Improving Teaching & Learning by Mike Hughes
As part of the Osiris Outstanding Teaching and Learning Conference I recently attended, consultant, Mike Hughes, shared ideas about how a college or school can improve the quality of teaching and learning. Central to his session, Mike suggested we need to build teachers’ capacity. These are my notes from his session.
Always keep the focus on students and learning.
There are 3 factors at play that impact the quality of teaching and learning:
EXTERNAL CLIMATE – Ofsted, league tables (common to everyone), this circle doesn’t encourage risk taking.
INTERNAL CLIMATE – within every college it is different
PERSONAL – every teacher’s personal reflections
Whole college inset days result in very little improvement, on 21st July 1988 this was the first day of INSET for schools and colleges.
More effective approaches to development include:
1) Placing a physical green card on the classroom door, as a risk or innovation card to indicate the teacher is experimenting or ‘having a go’ with a new method or resource.
2) Video lessons to really encourage teachers to reflect.
3) Aim to build the CAPACITY of teachers.
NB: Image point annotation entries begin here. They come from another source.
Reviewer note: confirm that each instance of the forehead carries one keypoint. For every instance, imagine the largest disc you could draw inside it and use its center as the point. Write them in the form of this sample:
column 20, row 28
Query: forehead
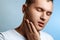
column 46, row 5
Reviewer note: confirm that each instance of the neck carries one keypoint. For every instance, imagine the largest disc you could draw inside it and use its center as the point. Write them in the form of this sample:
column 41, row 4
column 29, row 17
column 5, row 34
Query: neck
column 20, row 29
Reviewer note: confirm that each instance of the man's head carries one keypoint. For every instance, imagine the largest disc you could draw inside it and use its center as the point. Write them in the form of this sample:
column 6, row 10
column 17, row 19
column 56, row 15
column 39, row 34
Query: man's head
column 38, row 12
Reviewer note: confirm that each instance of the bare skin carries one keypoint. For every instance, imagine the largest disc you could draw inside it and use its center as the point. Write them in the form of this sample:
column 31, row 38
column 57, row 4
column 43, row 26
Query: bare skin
column 35, row 18
column 31, row 32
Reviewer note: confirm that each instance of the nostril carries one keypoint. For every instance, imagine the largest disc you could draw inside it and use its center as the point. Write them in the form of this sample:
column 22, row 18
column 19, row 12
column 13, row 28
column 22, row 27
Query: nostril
column 42, row 18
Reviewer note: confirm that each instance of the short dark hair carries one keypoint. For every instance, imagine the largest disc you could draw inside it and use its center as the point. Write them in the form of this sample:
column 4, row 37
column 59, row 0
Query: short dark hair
column 28, row 2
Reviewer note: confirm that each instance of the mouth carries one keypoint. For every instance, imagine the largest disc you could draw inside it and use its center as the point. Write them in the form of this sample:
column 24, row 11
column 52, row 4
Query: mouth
column 41, row 24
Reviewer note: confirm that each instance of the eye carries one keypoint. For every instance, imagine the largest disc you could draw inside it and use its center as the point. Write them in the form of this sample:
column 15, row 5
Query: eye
column 39, row 9
column 48, row 13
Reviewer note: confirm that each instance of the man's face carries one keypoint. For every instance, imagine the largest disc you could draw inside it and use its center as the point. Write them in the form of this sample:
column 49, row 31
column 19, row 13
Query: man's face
column 39, row 13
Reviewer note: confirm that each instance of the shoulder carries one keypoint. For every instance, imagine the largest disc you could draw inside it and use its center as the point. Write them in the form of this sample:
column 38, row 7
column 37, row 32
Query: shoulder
column 45, row 35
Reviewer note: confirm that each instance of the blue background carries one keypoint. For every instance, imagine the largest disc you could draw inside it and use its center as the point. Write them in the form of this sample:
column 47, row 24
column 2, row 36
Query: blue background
column 11, row 17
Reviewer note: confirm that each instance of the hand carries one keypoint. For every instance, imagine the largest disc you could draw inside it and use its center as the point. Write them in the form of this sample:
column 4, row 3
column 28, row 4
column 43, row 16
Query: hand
column 31, row 31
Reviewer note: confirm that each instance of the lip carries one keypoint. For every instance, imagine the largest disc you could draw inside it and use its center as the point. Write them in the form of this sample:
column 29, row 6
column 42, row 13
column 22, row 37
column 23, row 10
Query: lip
column 41, row 24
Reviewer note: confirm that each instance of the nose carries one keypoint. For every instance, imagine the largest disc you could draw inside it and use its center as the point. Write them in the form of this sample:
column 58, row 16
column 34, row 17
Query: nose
column 42, row 17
The best teachers can:
- Be flexible
- Have plan B, plan C up their sleeves
- Have confidence and professional judgement to change the learning flow in a lesson.
- The best teachers understand learning.
Create the right conditions for teaching and learning to flourish:
1) Appoint good teachers.
2) Develop teachers who can think on their feet.
3) Create the right culture through everything you do and say.
4) Through strong leadership, create the norm about what is expected in reflective practice and development of skills and expertise.
5) Through the culture, get staff talking about teaching and learning.
6) Reflect on the key question ‘what is the catalyst about teaching and learning in your college?’
7) The challenge is to get staff to talk about teaching in a non defensive way and either reduce or get rid of the emotion. Achieve this by:
- Creating a dialogue about aspects of teaching and learning.
- Identify a catalyst for change.
- Provide a framework for research or further developments e.g. through action research.
An example might be:
‘How long in lessons is it before the first open question is asked? Ask teachers who would like to be involved in a piece of research? Our aim is we have to get students curious, we need to get students engaged, get your HOTS question in quickly in the lesson’.
Use the GROW model as a framework:
GOAL – where would you like to be?
REALITY – where are you are now?, what do you think is important in teaching and learning now? e.g. How long before you get an open question?
OPEN – what could you do? How about? In English we are doing?
WHAT – what now?
Using this approach leads to non-judgemental conversations which take place within a framework. This can then lead into the start of action research.